Li, recentemente, que um executivo de câmara deu o nome do seu presidente, quando ainda no poder, a uma praça e a um lar da vila. A praça situa-se numa rua que, por sua vez, tem o nome de um grande navegador português. Aparentemente, enfrentar tormentas no mar e liderar uma autarquia têm o mesmo peso. É certo que gerir qualquer instituição, na actual conjuntura do país, é um verdadeiro cabo dos trabalhos, mas não estou assim tão convencida de que seja o equivalente a guiar uma caravela sem GPS na época dos "descobrimentos". Quando os jornalistas perguntaram o porquê do nome inusitado, um dos vereadores respondeu que é uma homenagem ao importante trabalho do presidente e à honra da sua palavra. O descrédito da política e das instituições é hoje de tal ordem que cumprir com a palavra e com as promessas feitas dá direito a uma placa pública. Ainda assim, e consumadas as vénias, o que a vereação fez em excesso é o que muitas vezes nos falta no emprego, na política e na justiça — o reconhecimento.
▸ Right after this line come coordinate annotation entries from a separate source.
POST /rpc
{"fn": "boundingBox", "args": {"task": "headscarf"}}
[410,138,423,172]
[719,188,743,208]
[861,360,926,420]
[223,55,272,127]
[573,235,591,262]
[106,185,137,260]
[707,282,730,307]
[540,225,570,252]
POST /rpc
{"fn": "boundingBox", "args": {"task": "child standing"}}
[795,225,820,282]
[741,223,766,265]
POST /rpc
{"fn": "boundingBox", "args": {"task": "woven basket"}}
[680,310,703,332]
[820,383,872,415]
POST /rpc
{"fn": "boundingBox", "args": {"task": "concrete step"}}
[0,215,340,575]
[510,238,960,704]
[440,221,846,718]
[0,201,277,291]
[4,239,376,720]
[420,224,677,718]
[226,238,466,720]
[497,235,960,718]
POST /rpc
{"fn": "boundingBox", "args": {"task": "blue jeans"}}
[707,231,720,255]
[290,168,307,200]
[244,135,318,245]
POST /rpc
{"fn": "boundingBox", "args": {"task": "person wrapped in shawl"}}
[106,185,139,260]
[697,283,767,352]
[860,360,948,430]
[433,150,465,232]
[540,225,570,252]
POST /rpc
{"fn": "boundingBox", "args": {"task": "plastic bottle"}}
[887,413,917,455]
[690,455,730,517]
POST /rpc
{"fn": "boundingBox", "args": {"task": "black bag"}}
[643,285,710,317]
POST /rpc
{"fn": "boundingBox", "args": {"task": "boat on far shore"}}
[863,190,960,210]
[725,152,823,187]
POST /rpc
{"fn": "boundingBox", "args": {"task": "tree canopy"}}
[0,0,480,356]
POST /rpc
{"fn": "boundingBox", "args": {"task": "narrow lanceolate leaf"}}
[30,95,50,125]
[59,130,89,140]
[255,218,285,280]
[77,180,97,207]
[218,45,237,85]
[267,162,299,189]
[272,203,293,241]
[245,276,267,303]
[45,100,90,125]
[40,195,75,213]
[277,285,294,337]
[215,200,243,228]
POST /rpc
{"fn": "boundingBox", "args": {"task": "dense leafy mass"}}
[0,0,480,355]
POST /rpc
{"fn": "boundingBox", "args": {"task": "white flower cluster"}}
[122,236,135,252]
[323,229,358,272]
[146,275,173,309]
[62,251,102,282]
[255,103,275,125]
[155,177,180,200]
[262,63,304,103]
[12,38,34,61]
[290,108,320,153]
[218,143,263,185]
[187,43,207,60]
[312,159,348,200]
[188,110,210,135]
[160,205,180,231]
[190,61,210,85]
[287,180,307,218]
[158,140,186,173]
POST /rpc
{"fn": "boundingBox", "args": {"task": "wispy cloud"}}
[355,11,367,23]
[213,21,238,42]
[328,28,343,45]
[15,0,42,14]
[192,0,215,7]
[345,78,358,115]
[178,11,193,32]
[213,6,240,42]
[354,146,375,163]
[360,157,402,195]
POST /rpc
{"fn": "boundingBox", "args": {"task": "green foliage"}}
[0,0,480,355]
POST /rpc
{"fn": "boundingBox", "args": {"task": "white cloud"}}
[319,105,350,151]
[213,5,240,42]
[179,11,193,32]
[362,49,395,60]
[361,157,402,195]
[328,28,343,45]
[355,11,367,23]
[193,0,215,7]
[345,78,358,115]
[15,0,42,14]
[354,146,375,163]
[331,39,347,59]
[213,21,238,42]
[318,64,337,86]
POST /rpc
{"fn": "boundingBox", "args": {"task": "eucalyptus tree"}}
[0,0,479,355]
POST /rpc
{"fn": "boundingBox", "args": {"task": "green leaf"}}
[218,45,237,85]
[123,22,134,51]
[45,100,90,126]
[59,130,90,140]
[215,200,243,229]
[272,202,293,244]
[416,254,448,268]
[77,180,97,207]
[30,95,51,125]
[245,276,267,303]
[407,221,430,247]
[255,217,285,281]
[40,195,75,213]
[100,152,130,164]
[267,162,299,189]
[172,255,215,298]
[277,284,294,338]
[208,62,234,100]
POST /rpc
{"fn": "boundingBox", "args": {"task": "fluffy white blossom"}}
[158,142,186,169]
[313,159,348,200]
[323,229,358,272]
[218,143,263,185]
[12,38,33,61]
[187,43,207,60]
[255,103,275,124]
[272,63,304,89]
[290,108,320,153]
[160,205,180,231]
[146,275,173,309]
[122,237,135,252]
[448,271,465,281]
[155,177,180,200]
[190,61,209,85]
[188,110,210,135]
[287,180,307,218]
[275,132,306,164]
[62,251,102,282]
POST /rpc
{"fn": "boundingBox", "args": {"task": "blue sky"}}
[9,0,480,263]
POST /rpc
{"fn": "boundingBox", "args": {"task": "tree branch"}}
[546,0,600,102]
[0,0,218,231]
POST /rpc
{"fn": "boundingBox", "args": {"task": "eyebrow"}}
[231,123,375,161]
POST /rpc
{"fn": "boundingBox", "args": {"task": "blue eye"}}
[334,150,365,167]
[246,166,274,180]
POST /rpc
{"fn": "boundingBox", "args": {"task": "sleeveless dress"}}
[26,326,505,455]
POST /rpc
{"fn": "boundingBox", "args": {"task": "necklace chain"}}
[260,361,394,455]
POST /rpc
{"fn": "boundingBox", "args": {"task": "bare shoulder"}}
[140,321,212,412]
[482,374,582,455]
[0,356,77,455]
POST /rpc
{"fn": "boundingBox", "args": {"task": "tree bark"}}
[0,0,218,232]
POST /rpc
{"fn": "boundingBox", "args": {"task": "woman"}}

A crise dos últimos anos veio não só agravar a precarização do trabalho e das oportunidades, mas também dificultar [ainda mais] o reconhecimento do mérito profissional. Portugal é um país onde o engenho e o talento são frequentemente subvalorizados ou negligenciados. Um país onde doutorados são obrigados a esconder a sua formação por terem estudos a mais. Como se ter um conhecimento específico e aprofundado sobre um determinado tema pudesse ser prejudicial. Onde estagiários competentes não vêm a cor de um contrato porque se acena com bandeiras de quase-salário-mínimo a outro que venha a seguir, pelo mesmo valor. Onde professores e engenheiros são abjectamente aliciados com vencimentos de 500 euros. Onde as carreiras e os salários se encontram congelados, mas onde há sempre espaço para contratar mais um jovem partidário ou um motorista com antecedentes criminais e uma predilecção por psicotrópicos.
Um estudo recente da Fundação Francisco Manuel dos Santos conclui que as ligações políticas e os favores pessoais são mais importantes do que o mérito na evolução profissional dos portugueses. Nada de novo, portanto. É certo que a crise e a paranóia inerente do trabalho por números e por objectivos agravaram este cenário, mas muitos dos problemas que hoje enfrentamos têm raiz numa cultura já antes assente no privilégio, na ideologia e na imobilidade.
Mais do que por números, rácios e percentagens, o prestígio de um país deve medir-se pela forma como distingue a excelência. Contrariamente ao que se pensa, a meritocracia não significa o reconhecimento do mérito em si, mas sim a liderança da sociedade pela competência e não pela riqueza ou estatuto. Deveríamos ser governados pelos melhores em todas as áreas, pois sem mérito não há credibilidade e sem ela não há respeito. Como todos os argumentos falaciosos, o da crise esgotou-se. E não pode continuar a justificar a ausência de princípios e de reconhecimento. Ou começaremos todos a desejar ter praças da cidade com o nosso nome.